In the past two weeks, the Tufts community has received two reports from Tufts University Police Department regarding vague, and in one case unsubstantiated, reports of wrongdoing. The first, on April 1, occurred when a student reported that a male peer may have poisoned a female student's contact lens solution with peanut oil in an attempt to trigger an allergic reaction; neither the male nor the intended victim were known to the police. TUPD later concluded that there was no credible threat. The second, on April 10, reported that the Massachusetts Bay Transportation Authority (MBTA) police had detained a suspect at the Davis Square T station for allegedly stealing an iPhone or iPod from an unidentified victim.

Both of these cases reflect a frivolous and excessive use of the campus−wide email alert system, a case of too much noise and too little substance. TUPD safety alerts should be reserved for cases in which there is a substantiated and imminent threat to the Tufts community. Neither one of these cases met those criteria. To the university's credit, the MBTA email was not labeled as a safety alert, but the effect was nonetheless on par with one. Repeated safety alerts on matters this frivolous dilute their power and encourage students not to take them seriously.

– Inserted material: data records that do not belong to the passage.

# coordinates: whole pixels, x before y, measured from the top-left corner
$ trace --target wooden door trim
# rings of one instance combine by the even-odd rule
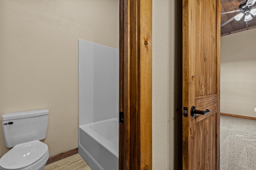
[[[152,169],[152,1],[119,1],[119,169]]]
[[[221,34],[220,29],[220,6],[221,5],[221,0],[217,0],[217,5],[218,7],[217,10],[217,54],[219,56],[217,57],[217,81],[216,85],[217,87],[217,123],[216,127],[216,140],[217,145],[216,145],[216,169],[220,169],[220,35]]]

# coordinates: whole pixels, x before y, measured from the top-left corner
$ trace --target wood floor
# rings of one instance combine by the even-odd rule
[[[44,170],[92,170],[78,154],[46,165]]]

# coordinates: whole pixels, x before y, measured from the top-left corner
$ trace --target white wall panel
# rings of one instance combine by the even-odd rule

Seeing the subject "Safety Alert" in one's inbox should convey the idea that crucial security information is contained. When the university sends out too many of these emails, the potency of each one is diminished.

In the case of the peanut oil threat, TUPD sent out a safety alert about something that was likely nothing more than an offhand comment taken out of context or an April Fool's Day joke directed at TUPD. A vague report of an implausible, unsubstantiated scheme does not foster vigilance. Students are likely to dismiss emails that don't refer to a clear threat, and when the time comes for the police to warn of a substantiated threat, they will be more likely to dismiss these messages as well.

The email about the theft occurring at the Davis Square T station was similarly unclear yet highlights a different problem with the alerts: jurisdiction. Students do not need to be informed of every incident of petty theft that occurs in the surrounding areas outside of campus, and this one occurred more than half a mile away. The fact that TUPD reports such incidents only creates an illusion that students are in more danger than they actually are.

Robberies that occur on campus or on streets directly adjacent to it are worth reporting, because their perpetrators could pose a threat to the Tufts community. But incidents that occur away from campus are not worth reporting to the community. If schools located in urban centers reported every crime that occurred near campus, their students' inboxes would be inundated with safety alerts on a regular basis. Likewise, if Tufts reported to its students every crime that occurred in Davis Square and surrounding neighborhoods, safety alerts would become a daily occurrence, and most students would delete them without a second thought.

Occasional robberies are a reality of living in a city. Students should know to be vigilant without having to read an email from TUPD every time it learns of a mugging. TUPD should limit its reports to crimes that occur on or directly adjacent to campus and to those that pose a credible and imminent threat.